His dog was lying by the bed. His children were surrounding him. There was beautiful music playing, and he felt that he had some control and that this ending at that time was much better than something that would happen later after a time in a nursing home, which was a place that he never, ever, ever wanted to be. So, I think that's an example of, you know, a better death, and it was a beautiful death. It wasn't a good death from the point of view of his family because we miss him.
But it was still a pretty beautiful death. >> And in terms of relationships with friends and family, sometimes, I think knowing that the end of life is near can bring people closer together. People maybe will move in with a family member or something like that, but sometimes, I think it can also be quite stressful in terms of relationships with friends and family, especially if there are new living situations or new financial costs related to medical care.

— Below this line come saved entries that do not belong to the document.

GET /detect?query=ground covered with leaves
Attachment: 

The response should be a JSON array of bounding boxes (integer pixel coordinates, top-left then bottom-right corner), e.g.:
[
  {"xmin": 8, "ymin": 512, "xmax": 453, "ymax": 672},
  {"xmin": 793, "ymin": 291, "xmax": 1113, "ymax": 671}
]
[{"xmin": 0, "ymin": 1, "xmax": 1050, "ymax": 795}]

Is there anything that clinicians can do to help patients maintain or develop these relationships with family and friends in a positive way towards the end of life? >> Well, I think we need to remember that more than 1/3 of patients lose all or most of their savings in the course of dealing with a serious, life-threatening illness and that that is a huge stressor for many families. That the role of caregiver as a spouse or a daughter or sometimes a son is, as you say, a very stressful, lonely, isolating, and depressing role, especially when it goes on for many years.
And the most important thing we as clinicians to do is also an incredibly simple thing, and yet we rarely do it. And that is to ask the family member, "How are you holding up? What's it like to take care of your husband day after day when he's this sick?" and just ask and acknowledge and give them some kind of recognition for what they're doing. "You're doing an amazing job. It takes a lot of strength to be able to hang in there day after day and do the kind of caregiving that you do." Those small comments, that take almost no time, are so deeply meaningful, helpful, valuable to caregivers that we really need to learn that and do that on a regular basis.
>> And do you have any advice for how clinicians can engage patients in discussion about their own lives, sort of finding meaning in their life as they reflect back on their legacy as they're approaching death? >> Well, there are lots of different kind of approaches that have been tried, but I think questions and exploration, like, "What are you most proud of about your life?" "Who've been the critical people who've had the most influence on you as a human being?" "What would you like people to remember about you?" "What would you like your legacy to be?" "What kinds of wisdom have you accumulated over your life that you'd like to share with other people?" "What advice would you give to your children or to your grandchildren?" I think those kinds of questions can give space for the person to reflect on their life and to be able, also, to share and pass on some of what they've learned in a way that could be meaningful to them as well as to other people.
>> Thank you, Dr. Block, for taking the time to speak with us. You've been listening to a discussion of chapter 24, "Psychological Considerations, Growth, and Transcendence at the End of Life The Art of the Possible" from JAMAevidence of Care at the Close of Life. This is Christopher Muth, Associate Editor of JAMA, with this JAMAevidence podcast.